TEMPEST IN A TEAPOT
A note discussing the prevention of electromagnetic eavesdropping of
personal computers.
Grady Ward (grady@netcom.com)
public key verification by PK server, finger, or by request
Version 1.0 22 March 93
_________________________________________________________________
_________________________________________________________________
TEMPEST is the code name for technology related to limiting unwanted
electromagnetic emissions from data processing and related equipment.
Its goal is to limit an opponent's capability to collect information
about the internal data flow of computer equipment. Most information
concerning TEMPEST specifications is classified by the United States
Government and is not available for use by its citizens.
The reason why TEMPEST technology is particularly important for
computers and other data processing equipment is the kinds of signals
components in a computer use to talk to each other ("square waves")
and their clock speeds (measured in megahertz) produce a particularly
rich set of unintentional signals in a wide portion of the
electromagnetic spectrum. Because the spurious emissions occupy so
wide a portion of that spectrum, technologies used to block one
portion of the spectrum (as pulling the shades closed on a window to
stop the visible light portion) are not necessarily effective in
another portion.
Unintentional emissions from a computer system can be captured and
processed to reveal information about the target systems from simple
levels of activity to even remotely copying keystrokes or capturing
monitor information. It is speculated that poorly protected systems
can be effectively monitored up to the order of one kilometer from the
target equipment.
This note will examine some practical aspects of reducing the
susceptibility of your personal computer equipment to remote
monitoring using easily-installed, widely available after-market
components.
_________________________________________________________________
I
One way of looking at TEMPEST from the lay person's point-of-view is
that it is virtually identical to the problem of preventing
electromagnetic interference ("EMI") by your computer system to
others' radios, televisions, or other consumer electronics. That is,
preventing the emission of wide-band radio "hash" from your computers,
cabling, and peripherals both prevents interference to you and your
neighbors television set and limits the useful signal available to a
person surreptitiously monitoring.
Viewing the problem in this light, there are quite a few useful
documents available form the government and elsewhere attacking this
problem and providing a wealth of practical solutions and resources.

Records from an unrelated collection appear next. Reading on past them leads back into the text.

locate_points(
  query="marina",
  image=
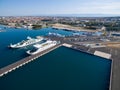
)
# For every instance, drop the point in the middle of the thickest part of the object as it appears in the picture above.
(28, 59)
(24, 61)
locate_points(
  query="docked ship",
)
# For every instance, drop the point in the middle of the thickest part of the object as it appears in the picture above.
(27, 42)
(41, 47)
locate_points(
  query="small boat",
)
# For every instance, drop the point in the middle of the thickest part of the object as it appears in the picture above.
(41, 47)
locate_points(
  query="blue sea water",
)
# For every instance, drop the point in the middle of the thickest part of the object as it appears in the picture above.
(57, 70)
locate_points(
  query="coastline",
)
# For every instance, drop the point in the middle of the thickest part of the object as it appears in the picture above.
(71, 28)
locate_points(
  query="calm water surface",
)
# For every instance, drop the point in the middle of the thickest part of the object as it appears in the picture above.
(61, 69)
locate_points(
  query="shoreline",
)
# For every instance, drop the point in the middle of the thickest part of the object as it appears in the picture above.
(71, 28)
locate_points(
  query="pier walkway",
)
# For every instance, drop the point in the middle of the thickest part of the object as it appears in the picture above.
(24, 61)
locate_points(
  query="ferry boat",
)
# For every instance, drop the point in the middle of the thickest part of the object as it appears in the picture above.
(41, 47)
(27, 42)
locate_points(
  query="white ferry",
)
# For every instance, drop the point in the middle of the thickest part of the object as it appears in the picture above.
(27, 42)
(41, 47)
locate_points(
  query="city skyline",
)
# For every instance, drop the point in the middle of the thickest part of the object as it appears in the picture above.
(58, 7)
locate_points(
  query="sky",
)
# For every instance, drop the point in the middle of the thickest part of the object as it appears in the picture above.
(56, 7)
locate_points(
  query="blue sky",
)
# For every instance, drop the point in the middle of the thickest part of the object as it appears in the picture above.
(52, 7)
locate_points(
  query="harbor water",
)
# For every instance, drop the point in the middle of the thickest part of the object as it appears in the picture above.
(61, 69)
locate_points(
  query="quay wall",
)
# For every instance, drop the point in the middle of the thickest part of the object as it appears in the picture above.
(20, 63)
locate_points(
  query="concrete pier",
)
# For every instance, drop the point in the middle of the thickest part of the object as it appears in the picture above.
(20, 63)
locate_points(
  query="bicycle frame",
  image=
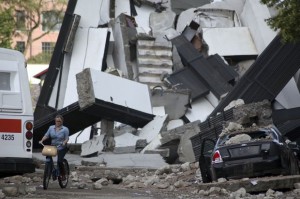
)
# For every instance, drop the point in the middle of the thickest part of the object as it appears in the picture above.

Very useful for the lay person are:
Radio Frequency Interference: How to Find It and Fix It. Ed Hare,
KA1CV and Robert Schetgen, KU7G, editors
The American Radio Relay League, Newington , CT
ISBN 0-87259-375-4 (c) 1991, second printing 1992
Federal Communications Commission Interference Handbook (1991)

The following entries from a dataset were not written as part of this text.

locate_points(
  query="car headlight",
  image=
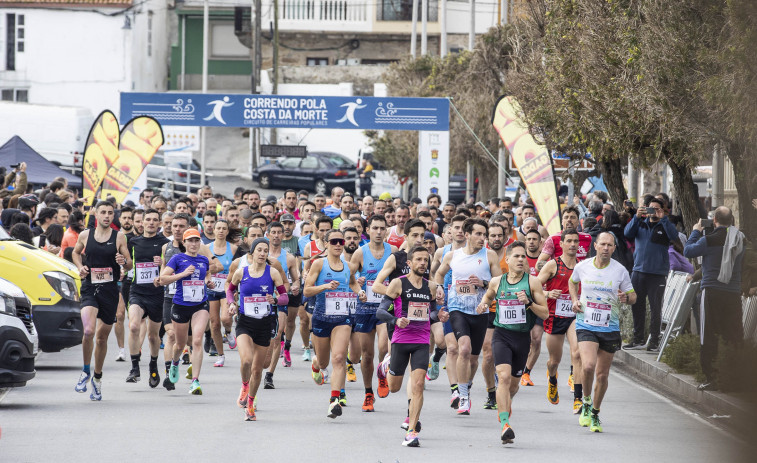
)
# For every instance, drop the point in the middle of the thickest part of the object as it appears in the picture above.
(63, 284)
(7, 304)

FCC Consumers Assistance Branch
Gettysburg, PA 17326
717-337-1212
and
MIL-STD-188-124B in preparation
(includes information on military shielding of tactical communications
systems)
Superintendent of Documents
US Government Printing Office
Washington, DC 20402
202-783-3238
Information on shielding a particular piece of consumer electronic
equipment may be available from the:
Electronic Industries Association (EIA)
2001 Pennsylvania Ave NW
Washington, DC 20006
Preventing unintended electromagnetic emissions is a relative term. It
is not feasible to reduce to zero all unintended emissions. My
personal goal, for example, might be to reduce the amount and quality
of spurious emission until the monitoring van a kilometer away would
have to be in my front yard before it could effectively eavesdrop on
my computer. Apartment dwellers with unknown neighbors only inches
away (through a wall) might want to even more carefully adopt as many
of the following suggestions as possible since signal available for
detection decreases as approximately the inverse square of the
distance from the monitoring equipment to your computer.
_________________________________________________________________
II
Start with computer equipment that meets modern standards for emission.

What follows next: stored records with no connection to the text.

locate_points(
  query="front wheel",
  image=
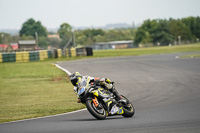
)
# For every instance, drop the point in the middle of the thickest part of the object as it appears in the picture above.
(129, 110)
(97, 112)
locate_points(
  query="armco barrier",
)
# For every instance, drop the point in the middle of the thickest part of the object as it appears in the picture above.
(28, 56)
(1, 58)
(25, 56)
(59, 51)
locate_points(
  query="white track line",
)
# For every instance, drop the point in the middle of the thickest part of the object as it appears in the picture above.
(65, 70)
(44, 117)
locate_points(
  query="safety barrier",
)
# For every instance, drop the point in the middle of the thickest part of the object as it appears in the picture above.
(84, 51)
(28, 56)
(25, 56)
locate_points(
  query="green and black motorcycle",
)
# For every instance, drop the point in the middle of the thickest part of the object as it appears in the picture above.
(101, 102)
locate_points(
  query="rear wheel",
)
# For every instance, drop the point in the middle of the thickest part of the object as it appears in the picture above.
(128, 108)
(97, 112)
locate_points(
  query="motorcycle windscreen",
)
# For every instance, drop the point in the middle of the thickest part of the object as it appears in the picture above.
(81, 91)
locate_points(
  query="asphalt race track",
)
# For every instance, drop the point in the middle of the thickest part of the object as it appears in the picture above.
(165, 91)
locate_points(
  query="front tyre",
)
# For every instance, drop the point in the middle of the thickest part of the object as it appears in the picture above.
(129, 110)
(98, 113)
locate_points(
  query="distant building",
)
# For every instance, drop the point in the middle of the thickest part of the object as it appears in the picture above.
(3, 46)
(27, 44)
(54, 36)
(14, 46)
(113, 45)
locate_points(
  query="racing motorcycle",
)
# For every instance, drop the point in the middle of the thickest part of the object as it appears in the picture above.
(101, 102)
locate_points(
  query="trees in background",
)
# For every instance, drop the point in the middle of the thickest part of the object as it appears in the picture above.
(172, 31)
(29, 30)
(151, 32)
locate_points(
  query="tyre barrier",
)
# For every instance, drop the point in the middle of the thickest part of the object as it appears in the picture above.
(26, 56)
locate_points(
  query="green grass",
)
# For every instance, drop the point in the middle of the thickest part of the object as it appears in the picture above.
(147, 51)
(34, 89)
(191, 56)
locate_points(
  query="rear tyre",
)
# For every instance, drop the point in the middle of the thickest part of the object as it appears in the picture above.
(129, 111)
(98, 113)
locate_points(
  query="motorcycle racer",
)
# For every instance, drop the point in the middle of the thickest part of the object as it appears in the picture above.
(105, 83)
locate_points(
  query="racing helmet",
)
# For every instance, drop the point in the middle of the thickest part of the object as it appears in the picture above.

In the United States, the "quietest" standard for computers and
peripherals is known as the "class B" level. (Class A level is a less
stringent standard for computers to be use in a business
environment.).
You want to verify that all computers and peripherals you use meet the
class B standard which permits only one-tenth the power of spurious
emissions than the class A standard. If you already own computer
equipment with an FCC ID, you can find out which standard applies.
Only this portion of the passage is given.